Marion s’avança pour donner à Bussy son épée et son tricorne galonné d’or, et les deux jeunes gens sortirent, à pied.

Il faisait un temps délicieux. La mousson, qui soufflait maintenant régulièrement, amenant des pluies fréquentes, rafraîchissait l’air et faisait tout fleurir et verdoyer. Bussy s’émerveillait de Pondichéry, qui semblait un parc immense.

— C’est Versailles, disait-il, mais un Versailles tropical, avec une végétation géante dont le roi-soleil n’a pu imaginer la splendeur.
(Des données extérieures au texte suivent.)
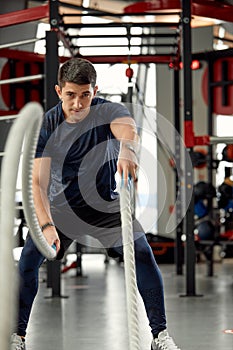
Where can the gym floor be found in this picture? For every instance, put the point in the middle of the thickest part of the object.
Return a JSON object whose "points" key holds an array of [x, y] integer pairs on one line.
{"points": [[91, 314]]}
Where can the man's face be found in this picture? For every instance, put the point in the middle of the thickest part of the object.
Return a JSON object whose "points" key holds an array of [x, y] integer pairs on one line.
{"points": [[76, 100]]}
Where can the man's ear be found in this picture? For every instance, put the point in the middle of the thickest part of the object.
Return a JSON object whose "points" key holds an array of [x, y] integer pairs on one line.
{"points": [[58, 90]]}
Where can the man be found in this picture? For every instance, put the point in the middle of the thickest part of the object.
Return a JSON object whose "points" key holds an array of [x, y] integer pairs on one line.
{"points": [[84, 141]]}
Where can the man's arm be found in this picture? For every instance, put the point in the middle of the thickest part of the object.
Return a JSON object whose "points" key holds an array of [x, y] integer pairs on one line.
{"points": [[40, 182], [124, 129]]}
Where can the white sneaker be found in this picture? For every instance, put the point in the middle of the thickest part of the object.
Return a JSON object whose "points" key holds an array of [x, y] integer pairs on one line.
{"points": [[17, 343], [163, 342]]}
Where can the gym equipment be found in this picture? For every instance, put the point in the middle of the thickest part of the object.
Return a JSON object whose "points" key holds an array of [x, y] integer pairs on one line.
{"points": [[224, 195], [198, 158], [200, 209], [129, 266], [205, 230], [227, 153], [203, 190]]}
— Nous sommes ici dans le quartier noble, dit Kerjean ; à l’intérieur des murailles, la ville n’est pas aussi fraîche et agréable, quoique très embellie déjà par mon oncle. Tout cet espace qui enveloppe Pondichéry depuis la mer jusqu’à la rivière d’Ariancopan sur une largeur d’un mille, en formant un demi-cercle de six milles de long, est enfermé par une haie formidable, faite de cocotiers et de palmiers, renforcée par le bas d’aloès et de cactus énormes qui la rendent impénétrable. C’est une défense très sérieuse contre la cavalerie, et l’infanterie se déchirerait ferme à essayer de la franchir. Cette haie bornait autrefois le terrain concédé aux Français par les princes du pays ; on l’appelle encore la Haye-de-limite. Il faut voir cela, c’est très curieux.

— Alors, c’est ici que loge la bonne société ?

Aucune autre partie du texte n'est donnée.